Petit mot de l'auteure : pour la rentrée, le discord des défis galactiques a organisé une petite session de textes cadeaux. Il fallait écrire des drabbles (entre 100 et 500 mots) à qui ont voulait, pour lui faire plaisir. Donc Félicia, voici pour toi !

Drabble 10 : Pansy x Luna

Merci à Angie et Marina pour leurs reviews sur le drabble précédent !


Pansy l'admettait, elle avait été la première à rire de Luna Lovegood.

Après tout, la blonde enchaînait plusieurs choses qu'elle qualifiait alors de tares : bien que venant d'une bonne famille, les Lovegood étaient totalement désintéressés des affaires de sang-pur. Elle était à Serdaigle, mais n'avait rien d'intelligent. Enfin, elle n'avait rien d'une personne « comme il faut » : des boucles négligées, une démarche papillonnante, un air naïf perpétuellement ancré sur son visage, une dégaine qui avait plus l'air d'un amas éparse de morceaux humains plutôt que d'une allure.

Et pourtant, rien n'était plus faux que son jugement de naguère.

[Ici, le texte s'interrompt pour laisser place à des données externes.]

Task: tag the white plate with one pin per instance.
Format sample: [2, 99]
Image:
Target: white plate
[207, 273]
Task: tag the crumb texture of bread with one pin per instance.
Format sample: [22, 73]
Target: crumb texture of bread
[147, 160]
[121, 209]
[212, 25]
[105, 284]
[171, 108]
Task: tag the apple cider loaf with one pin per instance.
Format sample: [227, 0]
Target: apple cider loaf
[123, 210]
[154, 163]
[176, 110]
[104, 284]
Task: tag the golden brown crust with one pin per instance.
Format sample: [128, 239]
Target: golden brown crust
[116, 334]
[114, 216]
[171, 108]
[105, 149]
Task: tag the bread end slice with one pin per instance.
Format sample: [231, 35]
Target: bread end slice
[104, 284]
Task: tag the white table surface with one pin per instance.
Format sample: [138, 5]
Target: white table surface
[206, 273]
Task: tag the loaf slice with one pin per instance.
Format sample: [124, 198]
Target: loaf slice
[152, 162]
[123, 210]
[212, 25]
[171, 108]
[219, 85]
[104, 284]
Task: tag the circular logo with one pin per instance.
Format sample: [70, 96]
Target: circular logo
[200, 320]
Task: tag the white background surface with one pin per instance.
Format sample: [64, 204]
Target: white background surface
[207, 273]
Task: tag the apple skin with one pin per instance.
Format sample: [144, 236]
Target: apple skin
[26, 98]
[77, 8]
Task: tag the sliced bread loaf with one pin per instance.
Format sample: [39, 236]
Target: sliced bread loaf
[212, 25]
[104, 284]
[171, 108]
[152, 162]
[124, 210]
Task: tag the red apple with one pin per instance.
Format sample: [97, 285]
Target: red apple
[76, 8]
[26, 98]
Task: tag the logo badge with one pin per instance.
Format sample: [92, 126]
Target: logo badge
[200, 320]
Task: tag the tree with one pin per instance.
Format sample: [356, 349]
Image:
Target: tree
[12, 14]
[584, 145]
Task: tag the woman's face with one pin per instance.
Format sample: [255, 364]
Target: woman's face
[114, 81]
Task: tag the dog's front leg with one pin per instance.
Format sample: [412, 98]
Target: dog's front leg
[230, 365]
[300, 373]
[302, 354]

Elle s'en était aperçue à la fin de la guerre. Les Lovegood s'intéressaient aux affaires de sang-pur ; ils le faisaient simplement d'une manière intelligente et humaine, à savoir en niant la soi-disante supériorité de leur sang pour traiter avec égalité tous ceux qu'ils croisaient. Luna méritait amplement sa place à Serdaigle, car elle était la personne la plus sage qu'elle connaissait : outre les connaissances que Pansy elle-même possédait, Luna était dotée d'une intelligence émotionnelle et interpersonnelle qui lui permettait de comprendre les autres. Et enfin, sa démarche et son apparence n'étaient en rien repoussantes ; elles étaient Luna, c'est-à-dire un mélange d'étrangeté et de bonté, qui ressortait par tous les pores de sa peau.

Et surtout, c'était grâce ce mélange là que Luna avait réussi là où elle-même avait échoué : tendre une main.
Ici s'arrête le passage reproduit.